Professionisti, ma a quali condizioni? Prevalentemente adulti, tra i 30 e i 40 anni e oltre i due terzi sono laureati. Il 40% guadagna meno di 1000 euro al mese...

Professionisti, ma a quali condizioni? La prima indagine fatta in Italia sui collaboratori con partita Iva iscritti al fondo Inps parasubordinati sarà resa nota domani, 20 settembre, in una conferenza stampa promossa da Nidil-Cgil e dall’Ires-Cgil.

La ricerca sarà presentata da Emilio Viafora, segretario generale NIdiL-Cgil, Giovanna Altieri, direttore Ires Cgil, e Fulvio Fammoni, segretario confederale Cgil, presso la sala Santi della confederazione, corso d’Italia 25, alle ore 12. .

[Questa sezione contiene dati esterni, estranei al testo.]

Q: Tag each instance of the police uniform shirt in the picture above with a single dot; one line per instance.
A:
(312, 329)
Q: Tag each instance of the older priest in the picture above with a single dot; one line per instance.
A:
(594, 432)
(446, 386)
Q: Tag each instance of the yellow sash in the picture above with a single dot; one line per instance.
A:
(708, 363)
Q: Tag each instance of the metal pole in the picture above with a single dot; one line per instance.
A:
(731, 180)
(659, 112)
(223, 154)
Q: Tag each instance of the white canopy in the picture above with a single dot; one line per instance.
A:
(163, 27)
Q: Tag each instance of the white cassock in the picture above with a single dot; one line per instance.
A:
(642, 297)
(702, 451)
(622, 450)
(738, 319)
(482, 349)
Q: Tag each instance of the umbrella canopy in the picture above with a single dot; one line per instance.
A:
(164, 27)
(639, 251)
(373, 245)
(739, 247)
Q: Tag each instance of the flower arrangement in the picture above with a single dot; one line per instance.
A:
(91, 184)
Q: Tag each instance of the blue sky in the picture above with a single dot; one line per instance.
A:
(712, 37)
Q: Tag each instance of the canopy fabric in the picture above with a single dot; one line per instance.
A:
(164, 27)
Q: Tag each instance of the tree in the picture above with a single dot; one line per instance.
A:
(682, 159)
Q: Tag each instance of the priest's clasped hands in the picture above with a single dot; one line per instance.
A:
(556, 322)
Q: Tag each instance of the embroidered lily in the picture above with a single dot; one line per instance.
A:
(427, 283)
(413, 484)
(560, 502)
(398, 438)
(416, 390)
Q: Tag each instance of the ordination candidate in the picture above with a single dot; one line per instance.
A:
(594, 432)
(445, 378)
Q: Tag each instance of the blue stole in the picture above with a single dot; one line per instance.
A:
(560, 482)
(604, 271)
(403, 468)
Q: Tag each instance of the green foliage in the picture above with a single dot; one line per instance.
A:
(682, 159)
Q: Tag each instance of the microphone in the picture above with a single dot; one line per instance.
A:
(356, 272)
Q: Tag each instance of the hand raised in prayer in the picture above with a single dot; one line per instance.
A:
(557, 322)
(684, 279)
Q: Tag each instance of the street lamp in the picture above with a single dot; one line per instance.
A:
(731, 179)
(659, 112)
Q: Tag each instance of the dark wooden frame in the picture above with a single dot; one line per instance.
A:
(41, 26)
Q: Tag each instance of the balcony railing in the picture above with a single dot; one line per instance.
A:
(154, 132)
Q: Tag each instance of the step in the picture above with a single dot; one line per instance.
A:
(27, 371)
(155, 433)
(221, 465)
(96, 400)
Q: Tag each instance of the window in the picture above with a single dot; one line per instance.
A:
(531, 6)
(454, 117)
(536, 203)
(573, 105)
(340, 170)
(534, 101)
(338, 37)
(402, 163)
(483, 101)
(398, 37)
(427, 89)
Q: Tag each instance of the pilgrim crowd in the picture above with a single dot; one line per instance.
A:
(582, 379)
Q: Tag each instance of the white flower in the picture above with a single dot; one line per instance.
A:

Prevalentemente adulti, tra i 30 e i 40 anni, i collaboratori con Partita Iva, quelli privi di un albo o un di ordine professionale di appartenenza, hanno livelli alti di istruzione e di professionalità: oltre i due terzi sono laureati.

La stragrande maggioranza di loro svolge professioni tecniche o intellettuali di medio-alto profilo, coerenti con il proprio titolo di studio. Eppure circa il 40 p.c. guadagna addirittura meno di 1.000 euro al mese.

Inoltre, una quota significativa di questi lavoratori e lavoratrici -anche tra i trentenni- vive ancora con i genitori e la stragrande maggioranza non ha ancora figli. Questa condizione riguarda ben il 60 p.c. delle donne intorno ai quarant’anni.


La maggior parte di loro non ha scelto di aprire la partita Iva. A molti, soprattutto dopo l’introduzione della legge 30 del 2003, è stato invece esplicitamente chiesto dal committente.